Smoking Still Big in Cuba

Daniel Benítez  (Cafe Fuerte)

Cuban smokers. The habit is common among young people.
Cuban smokers. The habit is common among young people.

HAVANA TIMES — According to a survey conducted by the Cuban Ministry of Public Health (MINSAP), more than 50 percent of Cuba’s population is exposed to the harmful effects of cigarette smoke, as one of every four persons over 15 is an active smoker.

The study revealed that three out of every 10 men are smokers and that 16 percent of all Cuban women are nicotine addicts. Dr. Patricia Varona, coordinator of MINSAP’s Special Lung Cancer Work Group, offered the Agencia Cubana de Noticias (“Cuban News Agency”) this information and said that nine million people were interviewed as part of the health department’s third survey on risk factors associated to smoking.

Nicotine addiction accounts for more than 80 percent of lung cancer cases and deaths among the island’s population.

Dr. Varona added that the survey also gathered data such as gender, age, skin color, educational level and profession.

Early Starters

The results of this study revealed to government entities that smoking habits are least common among university students, while people aged 40 to 50 constitute the country’s largest group of smokers.

The survey showed that the average starting age is 17. An expert pointed out, however, that there has been a 17 percent increase in the number of people who start smoking between the age of 13 and 15.
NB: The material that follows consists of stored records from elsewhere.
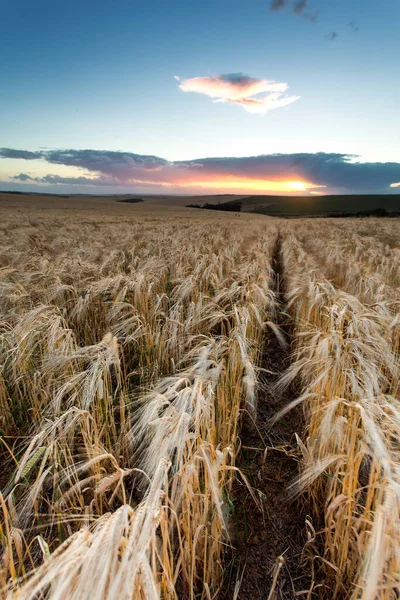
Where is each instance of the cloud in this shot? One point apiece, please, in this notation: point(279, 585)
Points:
point(241, 89)
point(59, 179)
point(354, 26)
point(300, 6)
point(342, 173)
point(276, 5)
point(24, 154)
point(332, 36)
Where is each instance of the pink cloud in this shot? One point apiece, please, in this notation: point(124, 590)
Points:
point(256, 96)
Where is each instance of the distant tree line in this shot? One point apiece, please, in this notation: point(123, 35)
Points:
point(374, 212)
point(232, 206)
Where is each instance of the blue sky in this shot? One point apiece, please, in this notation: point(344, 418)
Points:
point(99, 75)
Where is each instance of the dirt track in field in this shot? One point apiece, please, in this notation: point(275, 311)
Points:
point(269, 460)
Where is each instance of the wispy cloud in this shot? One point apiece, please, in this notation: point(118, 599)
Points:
point(110, 169)
point(256, 96)
point(276, 5)
point(24, 154)
point(300, 8)
point(332, 36)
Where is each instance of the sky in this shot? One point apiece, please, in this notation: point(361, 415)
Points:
point(263, 96)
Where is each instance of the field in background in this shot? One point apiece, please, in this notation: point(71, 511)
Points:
point(152, 359)
point(285, 206)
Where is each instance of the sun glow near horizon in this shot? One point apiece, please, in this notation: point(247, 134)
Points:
point(257, 185)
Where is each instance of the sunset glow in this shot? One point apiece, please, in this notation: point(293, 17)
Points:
point(256, 185)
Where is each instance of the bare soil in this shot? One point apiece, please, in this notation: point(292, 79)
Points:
point(269, 459)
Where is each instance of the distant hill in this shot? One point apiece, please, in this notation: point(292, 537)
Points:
point(131, 200)
point(320, 205)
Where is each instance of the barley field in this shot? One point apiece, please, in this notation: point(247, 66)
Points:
point(138, 345)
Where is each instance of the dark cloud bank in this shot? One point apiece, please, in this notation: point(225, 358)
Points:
point(338, 172)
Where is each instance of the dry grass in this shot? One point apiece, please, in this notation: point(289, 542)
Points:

Two years ago, the World Smoking Survey, conducted by MINSAP in Cuba, revealed that young people in Cuba are among the heaviest smokers in all of Latin America. A total of 3,000 students in 456 different secondary schools across the country were interviewed as part of the survey.

According to the data provided by Varona, some 1,500 Cubans die every year of lung cancer and heart disease alone. Both conditions are closely linked to tobacco consumption. Malign tumors and heart conditions are the country’s two major causes of death. In 2013, they claimed the lives of 45,519 people.

The dangerous habit can also cause cancer of the pharynges, larynges, esophagus, bladder, urinary and biliary tracts, pancreas, kidney, stomach, liver and cervix.

2 thoughts on “Smoking Still Big in Cuba

  • What you are referring to in the US is imposing a ‘sin tax’ to discourage smokers from purchasing cigarettes as well as to raise funds to pay for anti-smoking campaigns. In Cuba, the Castro regime seems to take a different perspective on public ‘vices’ like smoking and drinking. Early on in the revolution, the Castros realized that in their effort to placate the masses, easy access to cigarettes, rum and prostitution went a long way toward keeping people calm and quiet. As a result, there will always be cheap cigarettes, cheap rum and cheap sex available to meet public demand despite public anti-smoking campaigns, warning labels on rum bottles and a tepid policing of prostitution. Marie Antoinette said “let them eat cake” and Fidel says “let ’em smoke, drink and get laid”.

  • When I was in Cuba, I was quite surprised at the price of cigarettes. 0.30 CUC for cheap cigarettes all the way up to 3.50CUC for Lucky Strikes. I ended up purchasing a pack of H. Upmann Cigarettes from a machine for 0.60CUC, and before I knew it, I had smoked the whole pack. I spent the next six months fending off nicotine cravings every time I walked outside.
    Long story short, I bought the cigarettes because they were so cheap. While I realize it is a significant cost at Cuba’s current average salary, it still becomes very easy to start smoking simply out of boredom. Maybe it is time to adjust how cigarettes are sold to the public. Changes in cigarette cost structure as well as public health movements to help with quitting have been quite successful in the US.